With no supporting evidence, REA and Lifson appear to be suggesting that someone in Wright’s family or perhaps a close relative may have consigned the photo album to Butterfield’s in 1997 and that Lew Lipset received the Wright CDV and other items with the album as a consignment from a third party.

But in 2013, rare photographs and CDV’s of the “Father of Professional Baseball,” Harry Wright, immediately call to mind the myriad of missing portraits from Wright’s personal archive housed at the New York Public Library as part of the A. G. Spalding Baseball Collection.  There are over twenty missing portraits and tintypes of Wright and close to two-thousand missing documents that were once housed in library scrapbooks made to secure his personal correspondence.  In his last will and testament Wright bequeathed his entire baseball archive of papers and photographs to the National League so that it would constitute the “nucleus” of a collection that could one day be studied for insights into the game’s earliest days. Hall of Famer and National League president A. G. Spalding incorporated Wright’s archive into his own and after he passed away in 1915 his widow decided to donate the entire treasure trove to the NYPL.
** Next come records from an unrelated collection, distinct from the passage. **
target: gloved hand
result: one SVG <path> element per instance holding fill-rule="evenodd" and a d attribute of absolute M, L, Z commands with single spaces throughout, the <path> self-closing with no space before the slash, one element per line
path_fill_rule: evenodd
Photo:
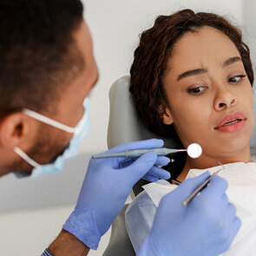
<path fill-rule="evenodd" d="M 226 180 L 213 177 L 199 195 L 186 207 L 181 205 L 208 177 L 207 172 L 187 179 L 162 198 L 137 256 L 211 256 L 229 248 L 241 223 L 225 194 Z"/>
<path fill-rule="evenodd" d="M 122 144 L 106 153 L 162 146 L 163 141 L 152 139 Z M 76 207 L 63 226 L 92 249 L 97 248 L 101 236 L 110 227 L 140 179 L 155 181 L 170 177 L 168 172 L 154 166 L 167 165 L 169 159 L 165 156 L 148 152 L 121 167 L 124 160 L 124 157 L 90 160 Z"/>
In July of 2009 a “rare cache” of Wright’s stolen papers appeared in an MLB All-Star Game auction conducted by Hunt Auctions and several of the rare letters addressed to Wright were identified by historian Dorothy Seymour Mills as the exact same documents she held in her own hands while researching at the library in the 1950s.  An FBI investigation was commenced and Jack Curry of The New York Times interviewed one of Harry Wright’s blood relatives, his great-great granddaughter, Pam Guzzi, and reported: “(Guzzi) said her family had few artifacts from Wright’s career. She said the family would be monitoring the situation.”  She added, “It seems odd to me. Why would someone have them if they weren’t related to him? Why would they be in their grandmother’s attic?”

The Wright family CDV album containing what REA calls the "First Baseball Card" featuring Harry Wright mysteriously appeared in a Butterfield & Butterfield auction in California in 1997.

Guzzi and her side of the family retained just one relic from Grandpa Harry’s baseball-days, a rather beat up CDV photograph of his champion Cincinnati Red Stockings team of 1869.  Aside from that item, Guzzi says the family had no other original photographs or documents from his career.  It was her understanding that everything was donated after he passed away in 1895.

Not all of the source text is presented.